The flaw, identified as CVE-2025-61932 and rated CVSS v4 9.3, affects on-premises versions of Lanscope Endpoint Manager, specifically the Client program and Detection Agent, and could allow attackers to execute arbitrary code on affected systems. CISA described the issue as an improper verification of the source of a communication channel that can be triggered by specially crafted packets.
Motex has reported the flaw affects versions 9.4.7.1 and earlier and said it has been fixed in subsequent releases. The vendor notes patched versions include 9.3.2.7, 9.3.3.9, 9.4.0.5, 9.4.1.5, 9.4.2.6, 9.4.3.8, 9.4.4.6, 9.4.5.4, 9.4.6.3 and 9.4.7.3, according to its advisory on the company site addressing how the issue impacts customers.

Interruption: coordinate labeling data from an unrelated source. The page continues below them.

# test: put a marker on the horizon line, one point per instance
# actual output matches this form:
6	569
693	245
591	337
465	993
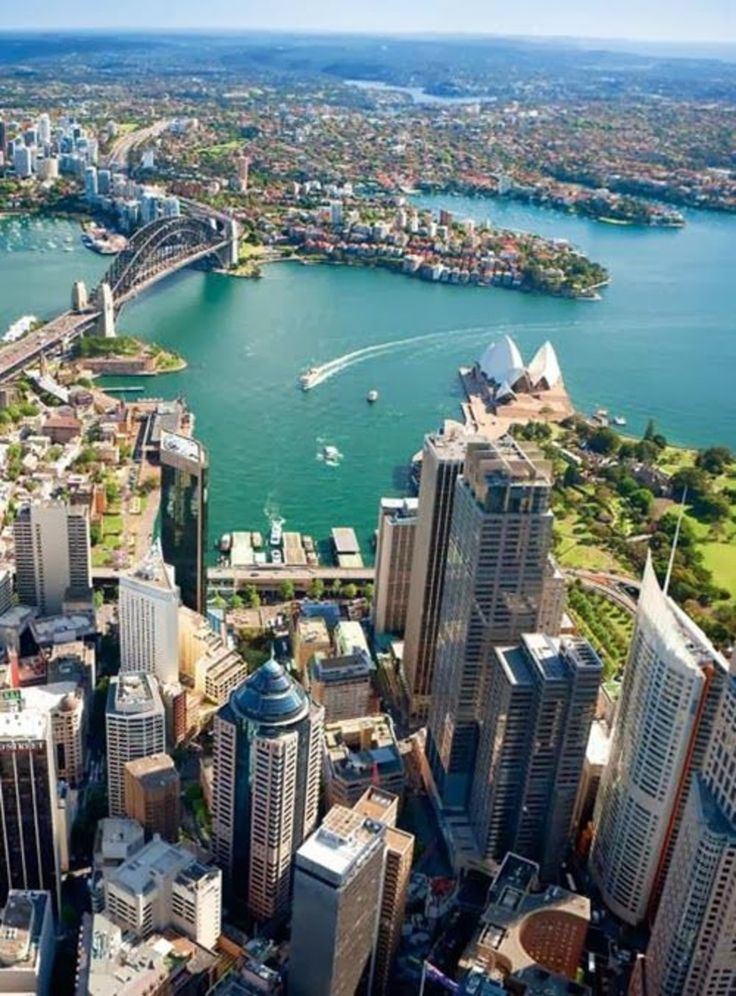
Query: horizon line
363	33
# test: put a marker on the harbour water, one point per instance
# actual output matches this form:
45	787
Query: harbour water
661	344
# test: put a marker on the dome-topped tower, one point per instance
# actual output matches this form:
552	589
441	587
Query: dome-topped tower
267	759
270	697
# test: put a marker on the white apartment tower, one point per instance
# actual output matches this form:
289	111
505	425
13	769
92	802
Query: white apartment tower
135	720
397	522
52	555
672	682
268	752
148	610
692	947
442	461
164	886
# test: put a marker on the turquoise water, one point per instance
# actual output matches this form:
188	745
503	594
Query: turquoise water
661	343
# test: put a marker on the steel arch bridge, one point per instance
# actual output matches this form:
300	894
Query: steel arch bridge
159	248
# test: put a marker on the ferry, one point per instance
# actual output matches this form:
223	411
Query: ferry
309	378
332	456
276	532
19	328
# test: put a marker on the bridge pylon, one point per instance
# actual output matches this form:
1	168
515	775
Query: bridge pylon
105	326
229	255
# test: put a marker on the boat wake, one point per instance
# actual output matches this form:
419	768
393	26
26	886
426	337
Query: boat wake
323	372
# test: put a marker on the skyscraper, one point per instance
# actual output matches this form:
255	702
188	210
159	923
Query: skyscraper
135	721
29	835
267	757
497	558
148	610
338	879
534	726
692	947
383	807
442	461
397	522
672	682
152	795
52	555
184	473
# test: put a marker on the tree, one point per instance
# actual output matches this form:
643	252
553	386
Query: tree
604	441
286	591
714	460
251	596
317	588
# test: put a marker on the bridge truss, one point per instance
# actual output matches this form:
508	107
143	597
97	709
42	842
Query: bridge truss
161	246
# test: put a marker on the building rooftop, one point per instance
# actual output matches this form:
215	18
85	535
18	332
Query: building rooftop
67	628
157	769
153	570
133	693
340	845
21	924
336	670
356	747
518	921
183	446
156	860
270	696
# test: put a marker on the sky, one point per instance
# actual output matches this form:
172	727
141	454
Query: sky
648	20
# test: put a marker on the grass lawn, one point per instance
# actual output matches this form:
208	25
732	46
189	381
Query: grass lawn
575	546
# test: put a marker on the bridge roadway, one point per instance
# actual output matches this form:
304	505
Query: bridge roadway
267	577
16	356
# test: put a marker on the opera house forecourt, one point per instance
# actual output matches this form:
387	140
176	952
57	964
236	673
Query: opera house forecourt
502	389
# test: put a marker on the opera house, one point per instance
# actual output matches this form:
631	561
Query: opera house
502	389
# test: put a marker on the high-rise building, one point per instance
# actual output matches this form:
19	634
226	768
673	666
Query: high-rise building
30	838
162	886
27	943
534	727
148	611
497	557
152	795
338	879
692	947
52	555
375	804
267	755
671	685
135	720
442	461
342	685
184	473
397	522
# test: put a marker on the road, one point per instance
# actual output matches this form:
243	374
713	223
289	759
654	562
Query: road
123	146
616	587
17	355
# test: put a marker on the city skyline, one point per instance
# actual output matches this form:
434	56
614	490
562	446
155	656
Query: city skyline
661	21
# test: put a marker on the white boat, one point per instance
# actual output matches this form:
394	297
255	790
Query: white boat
309	378
276	531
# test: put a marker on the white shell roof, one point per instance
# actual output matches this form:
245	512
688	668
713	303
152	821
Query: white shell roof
502	362
545	366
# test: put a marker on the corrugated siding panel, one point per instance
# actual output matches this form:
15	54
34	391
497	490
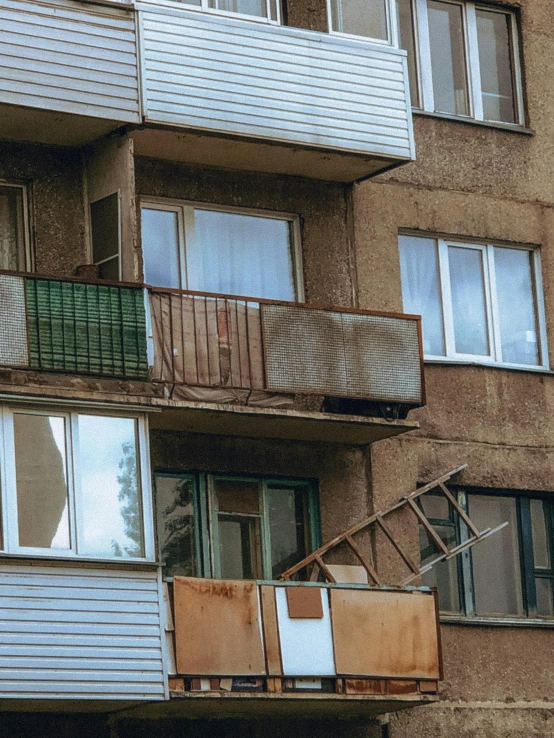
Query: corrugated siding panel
69	57
87	328
279	83
80	634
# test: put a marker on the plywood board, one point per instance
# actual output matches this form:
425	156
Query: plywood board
217	628
385	634
306	644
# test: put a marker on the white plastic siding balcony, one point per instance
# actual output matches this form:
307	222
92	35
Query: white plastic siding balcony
282	85
70	58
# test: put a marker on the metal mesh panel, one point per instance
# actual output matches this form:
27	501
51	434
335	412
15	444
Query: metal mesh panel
13	336
342	354
87	328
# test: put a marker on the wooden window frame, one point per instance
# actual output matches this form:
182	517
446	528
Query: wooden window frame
206	536
8	497
493	319
185	215
423	65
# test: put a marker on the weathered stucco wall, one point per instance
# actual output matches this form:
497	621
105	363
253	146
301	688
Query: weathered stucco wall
54	178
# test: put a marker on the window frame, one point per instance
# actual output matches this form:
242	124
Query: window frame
424	72
491	302
393	31
9	534
27	251
185	217
206	538
203	8
528	570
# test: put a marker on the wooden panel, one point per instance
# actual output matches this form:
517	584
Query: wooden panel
83	633
271	632
302	88
385	634
217	628
67	57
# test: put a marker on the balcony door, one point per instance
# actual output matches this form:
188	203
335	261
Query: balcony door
221	250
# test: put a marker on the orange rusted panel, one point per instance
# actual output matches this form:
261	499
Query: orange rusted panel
385	634
217	628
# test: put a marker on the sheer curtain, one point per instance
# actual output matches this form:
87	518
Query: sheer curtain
419	266
240	255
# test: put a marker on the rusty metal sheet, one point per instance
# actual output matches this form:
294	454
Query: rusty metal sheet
385	634
217	628
304	602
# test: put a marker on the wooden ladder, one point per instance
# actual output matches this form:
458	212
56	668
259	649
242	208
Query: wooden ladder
377	521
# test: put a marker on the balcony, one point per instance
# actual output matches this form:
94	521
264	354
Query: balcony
262	97
207	347
252	649
68	71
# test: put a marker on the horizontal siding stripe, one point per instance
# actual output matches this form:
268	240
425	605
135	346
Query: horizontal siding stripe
241	78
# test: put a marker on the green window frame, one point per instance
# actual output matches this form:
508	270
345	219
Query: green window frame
508	576
190	521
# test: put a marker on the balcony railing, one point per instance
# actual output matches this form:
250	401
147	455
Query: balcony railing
71	326
304	639
205	340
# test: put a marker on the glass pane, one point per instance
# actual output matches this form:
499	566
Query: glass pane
240	552
495	61
467	284
247	7
360	17
516	306
407	42
110	487
287	527
237	496
495	561
541	549
41	481
160	248
175	523
544	597
448	64
421	295
12	238
444	576
241	255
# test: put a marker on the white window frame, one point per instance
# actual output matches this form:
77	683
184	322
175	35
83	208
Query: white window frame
491	303
424	70
28	255
203	8
185	215
8	498
393	33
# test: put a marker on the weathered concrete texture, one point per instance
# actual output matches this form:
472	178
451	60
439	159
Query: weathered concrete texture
55	181
322	208
341	470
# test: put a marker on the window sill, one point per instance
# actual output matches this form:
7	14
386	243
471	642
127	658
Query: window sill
522	130
490	365
509	622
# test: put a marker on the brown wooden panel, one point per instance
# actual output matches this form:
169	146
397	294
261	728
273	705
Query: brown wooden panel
304	602
271	632
217	628
385	634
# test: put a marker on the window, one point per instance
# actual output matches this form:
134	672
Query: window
225	251
463	59
369	18
478	302
234	527
269	10
73	485
510	574
14	229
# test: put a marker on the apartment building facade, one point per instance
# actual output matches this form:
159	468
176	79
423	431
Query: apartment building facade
221	221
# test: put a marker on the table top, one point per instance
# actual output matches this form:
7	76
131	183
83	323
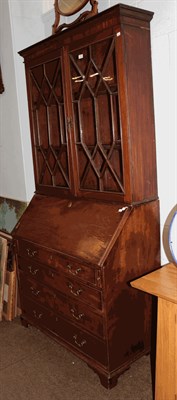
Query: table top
161	283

Details about how the vulnerability is being exploited, who is conducting the attacks and the scale of activity remain unknown. The Japan Vulnerability Notes portal noted Motex confirmed an unnamed customer received a malicious packet suspected to target this vulnerability.
Federal Civilian Executive Branch agencies have been advised to remediate CVE-2025-61932 by November 12, 2025.